CRITICAL PEAK PRICING
SCE proposed certain changes to its critical peak pricing (CPP) program in its direct
testimony, and explained how it was also proposing an alternative proposal that requests
optional, not default, CPP for SCE’s small commercial and industrial (C&I) customers.91 No
party challenged the general merits of those proposals and they should be adopted in their
entirety, with the following exception and clarification: Pursuant to the Joint Stipulation
Between Southern California Edison (SCE) and the California Farm Bureau Federation (CFBF)
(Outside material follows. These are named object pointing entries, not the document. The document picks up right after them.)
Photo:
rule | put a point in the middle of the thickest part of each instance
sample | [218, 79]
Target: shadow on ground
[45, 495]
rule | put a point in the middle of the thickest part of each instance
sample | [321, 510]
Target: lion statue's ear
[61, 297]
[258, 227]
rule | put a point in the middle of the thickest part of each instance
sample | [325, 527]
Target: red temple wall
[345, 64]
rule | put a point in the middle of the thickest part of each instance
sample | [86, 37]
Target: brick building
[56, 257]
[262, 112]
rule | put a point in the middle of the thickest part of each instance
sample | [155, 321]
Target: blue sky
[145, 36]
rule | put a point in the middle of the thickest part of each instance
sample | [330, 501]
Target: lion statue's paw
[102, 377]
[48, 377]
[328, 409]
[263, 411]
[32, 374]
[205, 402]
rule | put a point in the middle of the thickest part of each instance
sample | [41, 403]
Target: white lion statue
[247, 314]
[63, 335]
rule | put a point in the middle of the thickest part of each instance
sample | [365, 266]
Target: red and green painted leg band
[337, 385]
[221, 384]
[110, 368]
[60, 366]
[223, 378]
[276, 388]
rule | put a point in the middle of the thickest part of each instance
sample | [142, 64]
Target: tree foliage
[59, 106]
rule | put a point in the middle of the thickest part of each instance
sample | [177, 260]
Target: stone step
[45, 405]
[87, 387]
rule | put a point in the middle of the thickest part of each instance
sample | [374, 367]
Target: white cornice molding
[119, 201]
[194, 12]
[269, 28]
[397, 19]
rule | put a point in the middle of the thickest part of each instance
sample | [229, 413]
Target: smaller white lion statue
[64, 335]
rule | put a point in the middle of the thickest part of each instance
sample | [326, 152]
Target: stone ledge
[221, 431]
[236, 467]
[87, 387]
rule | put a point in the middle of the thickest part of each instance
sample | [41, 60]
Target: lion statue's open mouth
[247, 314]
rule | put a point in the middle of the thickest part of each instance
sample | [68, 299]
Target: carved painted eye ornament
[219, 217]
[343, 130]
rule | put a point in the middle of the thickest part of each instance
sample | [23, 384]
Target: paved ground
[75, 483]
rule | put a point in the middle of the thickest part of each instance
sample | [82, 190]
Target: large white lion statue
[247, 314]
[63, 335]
and Agricultural Energy Consumers Association (AECA) (collectively, Ag Parties) Resolving
Issues in SCE’s 2016 Rate Design Window Proceeding (A.16-09-003), SCE supports extending
its alternative proposal (i.e., CPP being offered as an optional rather than a default rate) to TOU-
PA-3 customers as well.92 That result is reasonable given the unique characteristics of
agricultural customers and the relatively small amount of load served under the TOU-PA-3 rate
schedules.93
IV.
REAL-TIME PRICING (RTP)
SCE proposed a change to its RTP rate design to condense the current five-tier summer
weekday prices into three day-types.94 No party opposed SCE’s proposal and it should be
adopted in its entirety.
91 Exhibit SCE-01, pp. 84-107. 92 Exhibit SCE-CFBF-AECA-01, ¶2. 93 See, e.g., Exhibit AECA-01, pp. 19-21. 94 Exhibit SCE-01, pp. 107-115.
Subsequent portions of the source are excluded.